Employers don't want to cut benefits, but as companies struggle for survival, some experts say it could be their only choice.
Metlife recently reported that despite employee concerns most companies do not plan to reduce benefit offerings. In a survey of 1,300 employees and 1,500 human resources executives, the report revealed that fewer than 15 percent of companies were planning to make cuts.
The study also found health and retirement benefits are the second and third biggest influences on loyalty to employers, and 39 percent of employers belief workplace morale is strongly linked to benefits.
While he admitted deteriorating economic conditions may have rendered the numbers stale, Bill Mullaney, Metlife's president of institutional business, does not expect employers to slash options. Pointing to the study's results, he said employers want intact benefits to ensure they hang on to their best performers.
"Employees continue in increasing numbers to value a wide range of benefits, not just health care, and there's a definite link between benefits satisfaction and retention," he said.
But sometimes trimming benefits is the best of several bad options. Steve Rimmer, a principal in HR services for PricewaterhouseCoopers, said struggling employers should consider downsizing benefits, rather than employees.
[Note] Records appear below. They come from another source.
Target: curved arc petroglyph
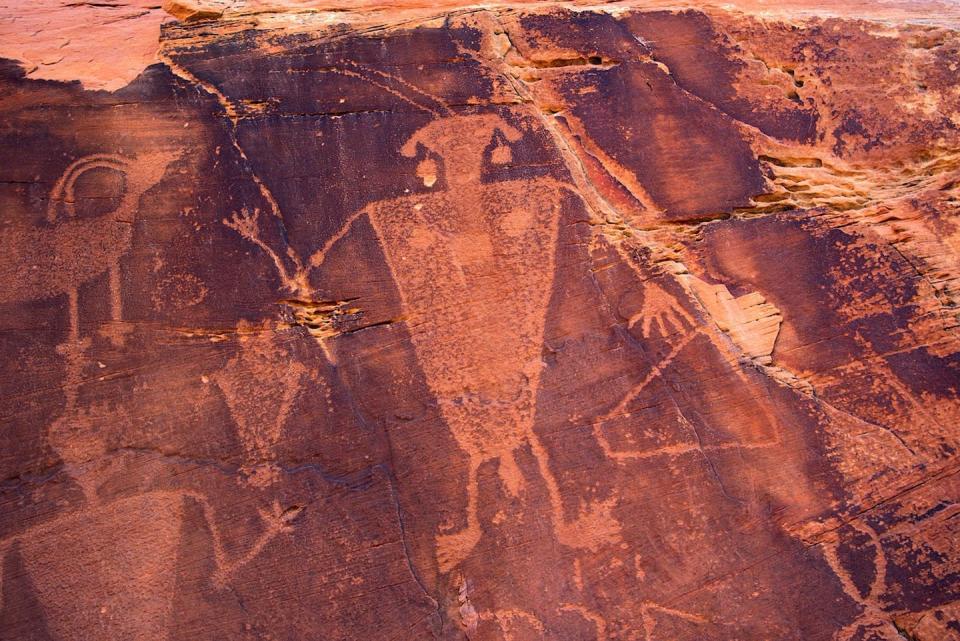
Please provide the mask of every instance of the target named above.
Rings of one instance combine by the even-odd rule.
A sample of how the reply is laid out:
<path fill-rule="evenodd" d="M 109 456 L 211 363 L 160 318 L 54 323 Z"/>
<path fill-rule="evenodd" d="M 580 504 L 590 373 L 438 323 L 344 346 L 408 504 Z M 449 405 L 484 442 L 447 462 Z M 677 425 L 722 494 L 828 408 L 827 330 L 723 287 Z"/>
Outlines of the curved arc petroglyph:
<path fill-rule="evenodd" d="M 91 154 L 83 156 L 70 163 L 54 183 L 50 192 L 50 202 L 47 205 L 47 222 L 57 220 L 57 208 L 63 207 L 68 216 L 76 216 L 77 178 L 92 169 L 113 169 L 123 172 L 129 166 L 129 161 L 118 154 Z"/>
<path fill-rule="evenodd" d="M 849 521 L 848 525 L 860 533 L 866 534 L 870 539 L 870 544 L 874 551 L 874 575 L 867 593 L 863 594 L 860 588 L 854 583 L 853 576 L 840 560 L 839 548 L 841 540 L 839 534 L 835 532 L 831 538 L 821 543 L 820 548 L 823 552 L 823 557 L 830 567 L 830 570 L 837 577 L 844 594 L 862 608 L 861 613 L 852 622 L 836 632 L 834 641 L 850 641 L 861 627 L 894 628 L 891 620 L 892 614 L 896 614 L 896 612 L 886 612 L 880 603 L 880 598 L 887 590 L 887 557 L 883 551 L 883 543 L 880 540 L 880 536 L 872 527 L 862 520 Z M 895 628 L 892 632 L 896 632 Z M 897 634 L 897 636 L 899 636 L 899 634 Z"/>

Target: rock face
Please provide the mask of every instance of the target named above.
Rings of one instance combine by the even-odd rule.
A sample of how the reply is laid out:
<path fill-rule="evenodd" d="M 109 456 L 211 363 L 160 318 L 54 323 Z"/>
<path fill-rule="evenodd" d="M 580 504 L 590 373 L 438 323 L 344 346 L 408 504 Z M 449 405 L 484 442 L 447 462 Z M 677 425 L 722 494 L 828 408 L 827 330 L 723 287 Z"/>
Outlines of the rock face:
<path fill-rule="evenodd" d="M 956 7 L 234 4 L 5 39 L 0 639 L 960 638 Z"/>

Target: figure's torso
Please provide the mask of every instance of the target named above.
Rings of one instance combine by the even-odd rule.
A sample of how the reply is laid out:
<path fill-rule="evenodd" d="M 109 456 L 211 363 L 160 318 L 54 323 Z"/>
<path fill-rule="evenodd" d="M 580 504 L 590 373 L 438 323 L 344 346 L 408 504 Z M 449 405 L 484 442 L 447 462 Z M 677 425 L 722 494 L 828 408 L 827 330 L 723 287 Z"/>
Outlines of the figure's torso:
<path fill-rule="evenodd" d="M 479 197 L 447 191 L 371 208 L 417 358 L 448 412 L 496 423 L 532 412 L 560 188 L 547 178 L 507 181 Z"/>

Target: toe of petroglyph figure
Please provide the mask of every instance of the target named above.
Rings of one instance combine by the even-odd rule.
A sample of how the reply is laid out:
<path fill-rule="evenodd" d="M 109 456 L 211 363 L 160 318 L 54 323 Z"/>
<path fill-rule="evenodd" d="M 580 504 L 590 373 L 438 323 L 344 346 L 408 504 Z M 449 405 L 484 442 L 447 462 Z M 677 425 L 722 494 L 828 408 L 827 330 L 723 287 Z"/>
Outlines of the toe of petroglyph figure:
<path fill-rule="evenodd" d="M 480 541 L 479 530 L 467 528 L 452 534 L 437 535 L 437 565 L 444 574 L 467 558 Z"/>

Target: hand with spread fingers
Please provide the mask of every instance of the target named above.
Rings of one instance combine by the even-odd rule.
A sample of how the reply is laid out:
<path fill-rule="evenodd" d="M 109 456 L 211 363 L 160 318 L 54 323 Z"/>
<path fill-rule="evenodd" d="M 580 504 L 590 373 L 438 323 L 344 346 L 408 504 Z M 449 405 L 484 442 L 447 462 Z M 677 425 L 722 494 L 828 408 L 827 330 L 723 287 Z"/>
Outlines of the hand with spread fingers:
<path fill-rule="evenodd" d="M 630 318 L 627 327 L 633 328 L 641 322 L 640 329 L 644 338 L 651 337 L 654 325 L 661 338 L 696 326 L 693 317 L 681 307 L 676 298 L 650 281 L 647 281 L 644 288 L 643 306 Z"/>

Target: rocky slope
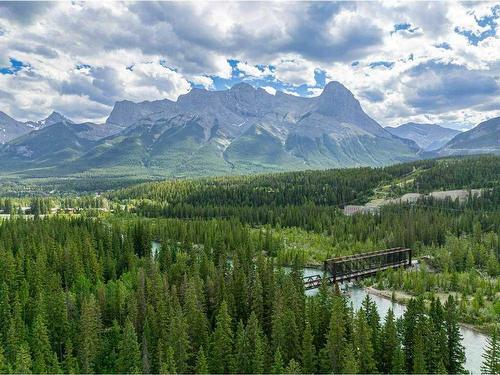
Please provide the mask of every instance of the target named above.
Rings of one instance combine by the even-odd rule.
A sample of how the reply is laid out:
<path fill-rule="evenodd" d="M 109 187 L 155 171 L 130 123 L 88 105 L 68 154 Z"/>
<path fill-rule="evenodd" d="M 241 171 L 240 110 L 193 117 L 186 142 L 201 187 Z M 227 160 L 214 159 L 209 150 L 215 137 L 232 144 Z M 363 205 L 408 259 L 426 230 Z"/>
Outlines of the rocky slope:
<path fill-rule="evenodd" d="M 500 117 L 458 134 L 438 151 L 439 156 L 488 153 L 500 154 Z"/>
<path fill-rule="evenodd" d="M 7 143 L 30 130 L 26 124 L 14 120 L 4 112 L 0 112 L 0 144 Z"/>

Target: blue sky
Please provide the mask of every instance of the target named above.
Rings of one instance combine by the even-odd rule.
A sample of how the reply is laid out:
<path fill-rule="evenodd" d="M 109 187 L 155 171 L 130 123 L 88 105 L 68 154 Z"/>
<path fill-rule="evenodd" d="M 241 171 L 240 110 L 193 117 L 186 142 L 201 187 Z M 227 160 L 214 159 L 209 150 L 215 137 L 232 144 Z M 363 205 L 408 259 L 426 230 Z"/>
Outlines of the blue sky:
<path fill-rule="evenodd" d="M 0 2 L 0 110 L 103 121 L 117 100 L 340 81 L 384 126 L 500 115 L 495 2 Z"/>

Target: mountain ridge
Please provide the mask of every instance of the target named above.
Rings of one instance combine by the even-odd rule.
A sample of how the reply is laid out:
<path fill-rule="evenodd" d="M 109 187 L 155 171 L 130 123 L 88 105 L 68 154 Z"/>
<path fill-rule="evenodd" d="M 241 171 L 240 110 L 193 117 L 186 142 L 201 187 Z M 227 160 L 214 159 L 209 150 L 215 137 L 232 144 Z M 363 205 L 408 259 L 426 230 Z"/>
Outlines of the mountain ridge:
<path fill-rule="evenodd" d="M 398 137 L 414 141 L 424 151 L 435 151 L 443 147 L 460 131 L 437 124 L 407 122 L 397 127 L 386 127 L 387 131 Z"/>
<path fill-rule="evenodd" d="M 438 152 L 439 156 L 478 153 L 500 154 L 500 116 L 483 121 L 474 128 L 458 134 Z"/>
<path fill-rule="evenodd" d="M 383 166 L 422 157 L 417 142 L 383 128 L 339 82 L 310 98 L 272 95 L 247 83 L 192 89 L 176 101 L 118 101 L 104 124 L 66 120 L 61 129 L 46 126 L 0 148 L 0 167 L 178 177 Z M 66 144 L 53 142 L 37 153 L 37 142 L 49 142 L 57 130 Z"/>

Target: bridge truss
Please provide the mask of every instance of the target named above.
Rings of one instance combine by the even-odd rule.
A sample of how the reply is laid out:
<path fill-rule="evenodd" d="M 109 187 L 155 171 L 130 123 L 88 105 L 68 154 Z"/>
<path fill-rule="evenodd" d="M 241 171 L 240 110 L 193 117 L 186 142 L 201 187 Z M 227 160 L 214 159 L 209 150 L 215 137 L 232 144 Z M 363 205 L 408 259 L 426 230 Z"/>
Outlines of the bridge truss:
<path fill-rule="evenodd" d="M 337 257 L 324 262 L 328 284 L 357 280 L 387 269 L 409 266 L 411 266 L 411 249 L 403 247 Z M 322 279 L 322 275 L 304 277 L 305 289 L 318 288 Z"/>

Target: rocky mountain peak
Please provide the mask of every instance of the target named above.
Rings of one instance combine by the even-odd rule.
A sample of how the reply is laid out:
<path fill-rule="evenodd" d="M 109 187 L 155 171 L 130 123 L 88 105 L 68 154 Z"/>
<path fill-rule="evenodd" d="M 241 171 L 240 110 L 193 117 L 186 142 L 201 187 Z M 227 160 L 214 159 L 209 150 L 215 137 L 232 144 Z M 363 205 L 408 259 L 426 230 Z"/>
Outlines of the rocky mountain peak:
<path fill-rule="evenodd" d="M 233 87 L 230 88 L 230 91 L 233 91 L 233 92 L 254 92 L 254 91 L 256 91 L 256 89 L 252 85 L 250 85 L 246 82 L 239 82 L 239 83 L 233 85 Z"/>
<path fill-rule="evenodd" d="M 339 82 L 329 82 L 316 101 L 316 111 L 324 116 L 331 116 L 341 122 L 362 124 L 361 127 L 365 129 L 380 128 L 363 112 L 352 92 Z M 382 129 L 376 130 L 379 132 Z"/>
<path fill-rule="evenodd" d="M 325 85 L 323 92 L 320 96 L 350 96 L 354 98 L 352 92 L 349 91 L 347 87 L 345 87 L 342 83 L 338 81 L 330 81 Z"/>
<path fill-rule="evenodd" d="M 63 122 L 63 121 L 70 122 L 70 123 L 73 122 L 56 111 L 53 111 L 45 120 L 42 120 L 42 121 L 44 122 L 45 126 L 49 126 L 49 125 L 55 124 L 57 122 Z"/>

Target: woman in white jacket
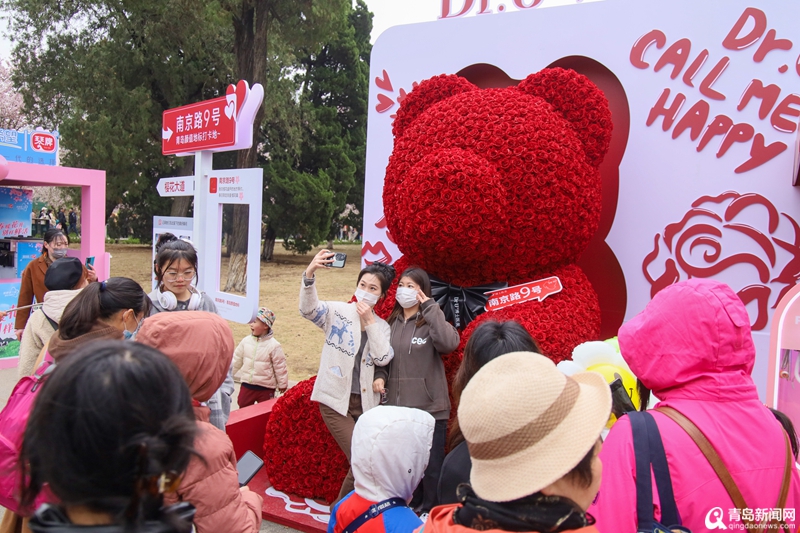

He is seeing more companies in immediate need of cash for short-term survival slashing their offerings.
"There's a tendency to shy away from cutting benefits—with good reason in a normal situation," Rimmer said. "But we're not in a normal situation."
"Don't be afraid to engage in discussions of cutting benefits if it increases the chances of survival and reduces the need to cut heads," he added. "Employees get it, and it's all a question of how you engage them in that discussion."